(Na minha cidade de
Santarém)
Na semana passada, no Hoje é Domingo,
considerei-me uma pessoa de sorte por ter nascido em 1939, em Portugal, e por
esta circunstância ter sido poupado, eu, os meus familiares e concidadãos, nos anos
seguintes, à violência e humilhação de uma guerra.

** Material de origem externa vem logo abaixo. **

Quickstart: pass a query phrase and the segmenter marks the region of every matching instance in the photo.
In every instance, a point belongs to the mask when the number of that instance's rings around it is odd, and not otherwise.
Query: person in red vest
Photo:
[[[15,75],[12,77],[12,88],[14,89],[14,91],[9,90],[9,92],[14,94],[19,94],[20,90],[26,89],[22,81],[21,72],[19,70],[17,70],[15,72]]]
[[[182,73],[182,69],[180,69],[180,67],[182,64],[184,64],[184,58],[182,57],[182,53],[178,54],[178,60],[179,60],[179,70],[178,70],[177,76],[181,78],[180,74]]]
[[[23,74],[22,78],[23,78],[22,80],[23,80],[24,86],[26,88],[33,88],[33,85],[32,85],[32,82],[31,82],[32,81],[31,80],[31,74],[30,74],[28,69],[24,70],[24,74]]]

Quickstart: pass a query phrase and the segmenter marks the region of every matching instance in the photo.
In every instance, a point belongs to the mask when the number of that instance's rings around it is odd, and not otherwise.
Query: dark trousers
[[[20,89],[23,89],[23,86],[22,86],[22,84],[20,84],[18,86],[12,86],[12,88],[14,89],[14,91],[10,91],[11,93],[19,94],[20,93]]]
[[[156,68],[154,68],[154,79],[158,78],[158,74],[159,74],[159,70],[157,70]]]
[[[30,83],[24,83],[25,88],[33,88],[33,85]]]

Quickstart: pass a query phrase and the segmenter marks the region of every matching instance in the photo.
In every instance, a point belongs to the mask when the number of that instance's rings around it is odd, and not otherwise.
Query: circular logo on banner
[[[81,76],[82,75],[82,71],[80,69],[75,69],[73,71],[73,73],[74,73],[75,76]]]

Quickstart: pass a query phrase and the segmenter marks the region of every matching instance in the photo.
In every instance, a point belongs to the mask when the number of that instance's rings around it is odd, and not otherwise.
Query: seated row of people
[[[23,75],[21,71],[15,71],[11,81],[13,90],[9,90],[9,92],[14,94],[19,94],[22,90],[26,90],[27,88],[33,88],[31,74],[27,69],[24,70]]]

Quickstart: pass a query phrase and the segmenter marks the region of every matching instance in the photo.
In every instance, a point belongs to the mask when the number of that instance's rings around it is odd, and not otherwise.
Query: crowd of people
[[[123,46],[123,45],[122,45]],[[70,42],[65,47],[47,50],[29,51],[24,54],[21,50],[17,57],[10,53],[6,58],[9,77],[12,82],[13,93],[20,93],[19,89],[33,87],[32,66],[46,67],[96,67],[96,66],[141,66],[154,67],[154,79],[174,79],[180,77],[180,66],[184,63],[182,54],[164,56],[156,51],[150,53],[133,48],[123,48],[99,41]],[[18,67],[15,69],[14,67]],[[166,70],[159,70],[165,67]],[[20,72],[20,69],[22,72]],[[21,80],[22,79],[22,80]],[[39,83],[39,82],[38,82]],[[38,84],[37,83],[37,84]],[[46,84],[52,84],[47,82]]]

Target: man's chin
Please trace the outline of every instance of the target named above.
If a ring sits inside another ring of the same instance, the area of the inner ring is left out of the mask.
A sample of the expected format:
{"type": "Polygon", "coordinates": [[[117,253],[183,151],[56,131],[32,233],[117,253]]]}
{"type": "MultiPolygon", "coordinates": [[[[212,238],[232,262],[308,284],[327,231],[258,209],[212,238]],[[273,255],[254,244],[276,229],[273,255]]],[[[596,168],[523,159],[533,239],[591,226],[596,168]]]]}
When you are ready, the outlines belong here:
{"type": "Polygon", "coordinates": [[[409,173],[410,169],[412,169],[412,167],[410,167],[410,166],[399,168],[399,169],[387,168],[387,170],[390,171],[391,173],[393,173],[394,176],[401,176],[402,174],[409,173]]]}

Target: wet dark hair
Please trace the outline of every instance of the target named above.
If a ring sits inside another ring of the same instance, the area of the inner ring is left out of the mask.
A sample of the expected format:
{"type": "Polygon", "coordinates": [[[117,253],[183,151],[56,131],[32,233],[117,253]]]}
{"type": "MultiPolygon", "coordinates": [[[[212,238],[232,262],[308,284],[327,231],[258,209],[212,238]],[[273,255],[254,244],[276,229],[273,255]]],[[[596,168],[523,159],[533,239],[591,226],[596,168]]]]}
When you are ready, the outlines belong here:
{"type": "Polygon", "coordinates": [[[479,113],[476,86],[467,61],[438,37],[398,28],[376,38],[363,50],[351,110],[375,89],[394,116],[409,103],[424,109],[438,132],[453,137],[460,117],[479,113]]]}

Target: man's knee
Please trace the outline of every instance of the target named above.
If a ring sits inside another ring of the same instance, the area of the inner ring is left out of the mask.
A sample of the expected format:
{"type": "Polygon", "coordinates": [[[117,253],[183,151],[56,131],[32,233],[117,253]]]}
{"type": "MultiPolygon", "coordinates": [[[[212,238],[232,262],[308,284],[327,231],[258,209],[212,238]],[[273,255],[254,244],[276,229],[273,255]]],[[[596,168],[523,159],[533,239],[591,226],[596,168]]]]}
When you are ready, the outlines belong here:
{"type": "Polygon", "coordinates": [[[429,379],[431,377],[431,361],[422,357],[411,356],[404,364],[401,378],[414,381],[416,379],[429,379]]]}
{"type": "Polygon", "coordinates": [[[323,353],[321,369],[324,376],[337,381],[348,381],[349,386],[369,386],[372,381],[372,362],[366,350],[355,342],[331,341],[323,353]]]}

Esta sorte, de que me afirmei possuidor,
incluía também um secreto e macabro agradecimento aos alemães por me terem
poupado.
Afinal, que lhes teria custado saltar os
Pirenéus, atravessar a Espanha e entrarem em Portugal desfilando vitoriosos
pela Avenida da Liberdade (que deixaria de o ser) até à monumental Praça do
Comércio, vulgo Terreiro do Paço?
Os mais velhos estão recordados ainda da
famigerada Linha Maginott com que os franceses tentaram impedir a invasão dos
exércitos alemães através das suas fronteiras. De que valeu?
-
De nada, rigorosamente nada. Eles entraram com a facilidade de quem atravessa
uma linha… uma simples linha!
Agora, passada uma vida, nas noites destes dias que estamos vivendo, nos meus pesadelos mais sinistros,
parece que oiço o som ritmado e atemorizador das botas luzidias dos
soldados alemães marchando, seguidos do som metálico das lagartas dos carros de
combate em cima dos quais, em sentido, um soldado em pé, faz continência à dupla
Passos Coelho/ Paulo Portas, perfilados no passeio perante o alheamento e desprezo
dos poucos lisboetas passantes…
Sabemos hoje, que afinal não havia
qualquer motivo para agradecimento, mesmo secreto e macabro que fosse. Os
alemães que mandavam em 1939 não nos invadiram simplesmente porque nos julgavam desprezíveis, não o
suficiente para as câmaras de gás mas muito longe de nos considerarem
adversários ou inimigos.
Devem ter-nos confundido com um resto de
populações árabes atrasadas no regresso ao seu continente… para quê
incomodarem-se connosco?...
Mas agora, passada uma vida, a guerra é outra: os
portugueses colocaram-se na perigosíssima e arriscada situação de devedores e
isso é intolerável, os alemães que mandam hoje não podem consentir.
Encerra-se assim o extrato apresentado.